By Juan Saldana
The biggest pipe dream advanced by the proponents of this $31 billion tax increase is that building more light rail tracks is an effective way of achieving urban “in-fill.” The notion that all prospective land owners are waiting for a few more miles of expensive and slowmoving trains before they upgrade their properties is ludicrous.
Aside from some limited improvements to structures near the train stops, the vast majority of the real estate near the first 20 miles of light rail track remains rundown. If the first 20 miles couldn’t rescue these eyesores, why should we expect the next 20 miles to do the trick?
Rehabilitating urban property requires money. Unfortunately, light rail doesn’t generate income for most property owners. Quite the contrary. During the construction the streets in front of businesses will be torn up for a lengthy period, making it hard for customers to get in to buy anything.

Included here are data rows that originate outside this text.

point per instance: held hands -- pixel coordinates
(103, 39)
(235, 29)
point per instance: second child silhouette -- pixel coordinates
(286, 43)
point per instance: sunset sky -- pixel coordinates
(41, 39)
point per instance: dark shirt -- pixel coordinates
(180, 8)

Some businesses won’t survive the construction phase. Those that do will mostly see fewer customers return, since the tracks will prevent left turns into the businesses. The loss of lanes for automobiles will add to traffic congestion—further deterring customers.

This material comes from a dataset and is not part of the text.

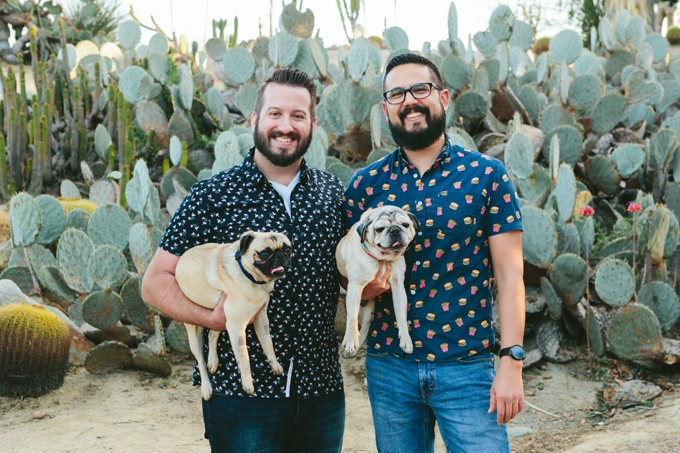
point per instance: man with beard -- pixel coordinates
(470, 218)
(273, 190)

If the City were serious about revitalizing the urban core, it would opt for a more efficient means of accomplishing this—like giving small businesses in the core area a tax holiday. This would allow them to keep more of the money they earn. Businesses already in the area would be more likely to thrive. Others would be drawn to the area by the improved net income they could obtain.
If we really want to revitalize the urban core we should reject hiking taxes to fund a lame railroad and pursue sounder methods.